How can we love summer in Cairo?
I've
been told so, but nobody can justify such a strange attachment. Talking
to those profess to adore Cairo is somewhat reminiscent of those
daytime talk shows where addicts talk to celebrity psychs. "I love it
but, I mean, it's really rough and I got grabbed again today, and I just
feel dirty and I want to leave... but I just cant."
And,
somehow we stay, counting the minutes of the afternoon-- the creeping,
dripping minutes of 105 degree weather. The wind blows down the streets;
the tumbleweed trash looks like its trying to keep off the sizzling
cement. The tar in the cracks melts, clinging to passing feet. The cats
hide. Heat mirages shimmy down the road like ghosts of gaudy
streetwalkers.
Then
the sun sets. The heat leaks out of the day and for a few hours the
city is truly quiet as though, having survived another day the
population looks around each other with the shell-shocked eyes, "You
made it, I see--khamdullilah! Me too."
There's a pause. An urban sigh.
And
then, once the last glimmer of light has been sucked down into the
Western Desert and real, dark, soothing night has set in Cairo comes to
life.
The
downtown streets rip into action. The sidewalks are packed, a nighttime
reenactment of the day's traffic highways. The sun-numbed children wake
up and take to the streets-- there's no such thing as bedtime in Cairo.

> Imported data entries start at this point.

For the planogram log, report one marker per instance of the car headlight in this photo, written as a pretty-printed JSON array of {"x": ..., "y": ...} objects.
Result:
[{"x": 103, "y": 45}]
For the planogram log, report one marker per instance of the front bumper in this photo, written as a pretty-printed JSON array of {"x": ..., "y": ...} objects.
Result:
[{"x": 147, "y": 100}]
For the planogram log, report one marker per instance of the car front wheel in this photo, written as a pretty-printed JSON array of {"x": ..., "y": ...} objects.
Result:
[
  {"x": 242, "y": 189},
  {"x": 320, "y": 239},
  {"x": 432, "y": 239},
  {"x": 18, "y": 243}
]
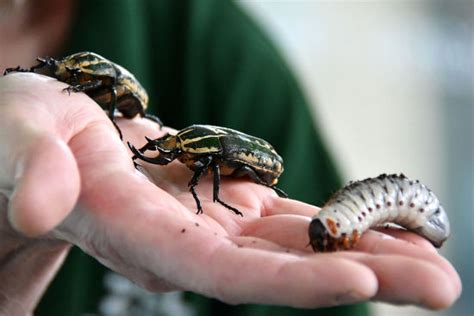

2:30 in the morning and the streets are filled: people street sitting,
talking, drinking tea, laughing, and shouting. There's music. A
olfactory cacophony hovers in the air as heavily the perfumed women
compete with the cooled sweat-soaked clothes of their men. And the true
owners of the Cairo streets--the cats-- tear through the day's
fresh-baked trash.
Cairo gleams in the headlights and winks neon eyes, heading to early morning assignations.
Maybe
it is just the upside down, inside out schedule of Cairo's summer that
makes us love it, and why we make it through the next day's heat. It's
just the idiosyncratic nature of summer that just confirms what those of
us who love Cairo already know: the truth of Cairo is in its
incongruities. This is the city of millions comprised solely of small
villages, where hoses are left to run into shriveled gardens in the
middle of the Sahara, the water immediately swallowed by the sand. Here
are the the clean and open shanties of the dignified homeless and the bon vivant attitude of the neighborhoods in the city of the dead.
Night as day-- well, it just makes a kind of sense.